# First smoke



## Akdukefan (Jun 1, 2020)

I am currently in the process of my first smoke ever. I've kinda Gerry rigged a grill by moving the coals to the side and put some chips in some fol for smoke. Couple questions-
1) is it ok to remove some coals if the heat was to high then just add them back in when the heat gets lower?
2) I've heard varying opinions but should I stop adding smoke after 2 hours or 1 hour?
3) Should I swap the placement of the ribs to put the one furthest away from the coals closer?

Thanks guys. I'm really excited to try this out. Nervous too.


----------



## smokerjim (Jun 1, 2020)

what do you consider high temps, I usually smoke my ribs at 225 which usually takes 6-7 hours, I add smoke the whole time but looking at your photo looks like your getting some heavy smoke maybe back off on your chips a little until you get a thin smoke that you could hardly see. yeah I don't see why you couldn't take some coals out until you get your temps around where you want them, it's all a learning process so play around and enjoy until you figure it out. it wouldn't hurt to rotate the ribs around to try and get a even cook.


----------



## Akdukefan (Jun 1, 2020)

smokerjim said:


> what do you consider high temps, I usually smoke my ribs at 225 which usually takes 6-7 hours, I add smoke the whole time but looking at your photo looks like your getting some heavy smoke maybe back off on your chips a little until you get a thin smoke that you could hardly see. yeah I don't see why you couldn't take some coals out until you get your temps around where you want them, it's all a learning process so play around and enjoy until you figure it out. it wouldn't hurt to rotate the ribs around to try and get a even cook.


Thank you.
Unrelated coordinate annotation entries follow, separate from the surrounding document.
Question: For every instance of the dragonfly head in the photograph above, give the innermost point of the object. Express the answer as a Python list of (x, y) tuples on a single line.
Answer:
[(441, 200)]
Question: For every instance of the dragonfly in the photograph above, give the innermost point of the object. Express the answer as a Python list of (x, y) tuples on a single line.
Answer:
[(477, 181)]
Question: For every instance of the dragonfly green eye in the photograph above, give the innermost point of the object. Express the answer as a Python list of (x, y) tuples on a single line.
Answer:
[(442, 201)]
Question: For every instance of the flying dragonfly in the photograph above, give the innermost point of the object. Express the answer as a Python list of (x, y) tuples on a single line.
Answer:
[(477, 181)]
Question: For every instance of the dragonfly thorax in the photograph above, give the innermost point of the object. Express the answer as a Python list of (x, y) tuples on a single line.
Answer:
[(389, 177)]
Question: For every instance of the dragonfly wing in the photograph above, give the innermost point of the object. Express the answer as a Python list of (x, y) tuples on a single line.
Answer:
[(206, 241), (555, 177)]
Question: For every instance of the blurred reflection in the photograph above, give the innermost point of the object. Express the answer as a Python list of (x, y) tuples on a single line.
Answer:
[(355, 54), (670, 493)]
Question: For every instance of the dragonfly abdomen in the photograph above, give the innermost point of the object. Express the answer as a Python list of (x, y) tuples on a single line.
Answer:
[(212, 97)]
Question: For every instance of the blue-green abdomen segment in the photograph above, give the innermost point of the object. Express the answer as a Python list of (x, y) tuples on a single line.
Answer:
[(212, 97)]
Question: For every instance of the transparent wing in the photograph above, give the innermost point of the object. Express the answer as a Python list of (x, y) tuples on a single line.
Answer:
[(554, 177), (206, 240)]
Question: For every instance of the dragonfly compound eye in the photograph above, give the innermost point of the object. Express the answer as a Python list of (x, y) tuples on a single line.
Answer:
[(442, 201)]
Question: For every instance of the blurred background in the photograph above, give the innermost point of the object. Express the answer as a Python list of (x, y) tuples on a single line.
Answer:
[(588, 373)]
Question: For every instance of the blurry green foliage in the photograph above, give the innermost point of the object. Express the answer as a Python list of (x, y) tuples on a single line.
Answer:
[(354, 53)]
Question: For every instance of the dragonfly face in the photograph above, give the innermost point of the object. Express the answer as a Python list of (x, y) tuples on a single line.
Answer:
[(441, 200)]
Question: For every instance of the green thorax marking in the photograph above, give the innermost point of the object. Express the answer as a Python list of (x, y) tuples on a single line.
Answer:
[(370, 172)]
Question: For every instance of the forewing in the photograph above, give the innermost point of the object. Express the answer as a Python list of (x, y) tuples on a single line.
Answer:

When I first fired up the coals the grill was at about 400 so I removed some coals. It's sitting at about 230-240 now. That seems to have done the trick. I did back off on chips and the smoke seems to be better now. I think I will rearrange to try and get a more even cook.


----------



## SmokinVOLfan (Jun 1, 2020)

Keep the damper open fully while you have that going! Otherwise that thick white smoke will make your ribs taste like crap. I would keep smoke rolling the whole time and keep moving the ribs around like Jim mentioned. Don't see any problem with removing the coals if need be to fluctuate temp. 

Like the creative setup.  When there is a will to get some smoke rolling there is a way!


----------



## Akdukefan (Jun 1, 2020)

_Uh oh, that worries me about the bad smoke. It did settle down finally but still...I hope everything turns out ok. I did move the ribs around as well._


----------



## smokerjim (Jun 1, 2020)

hope they turn out good, let us know


----------



## Akdukefan (Jun 1, 2020)

So, I ended up putting them in the oven. I think I pulled the trigger to soon with removing the coals at the start. I should have given it more time and let them settle a bit more. I was having to continually add more and more coals to maintain the heat. They are currently in the oven right now so hopefully something went right. I'm a bit worried I ruined them though. First cook failure. On to more.


----------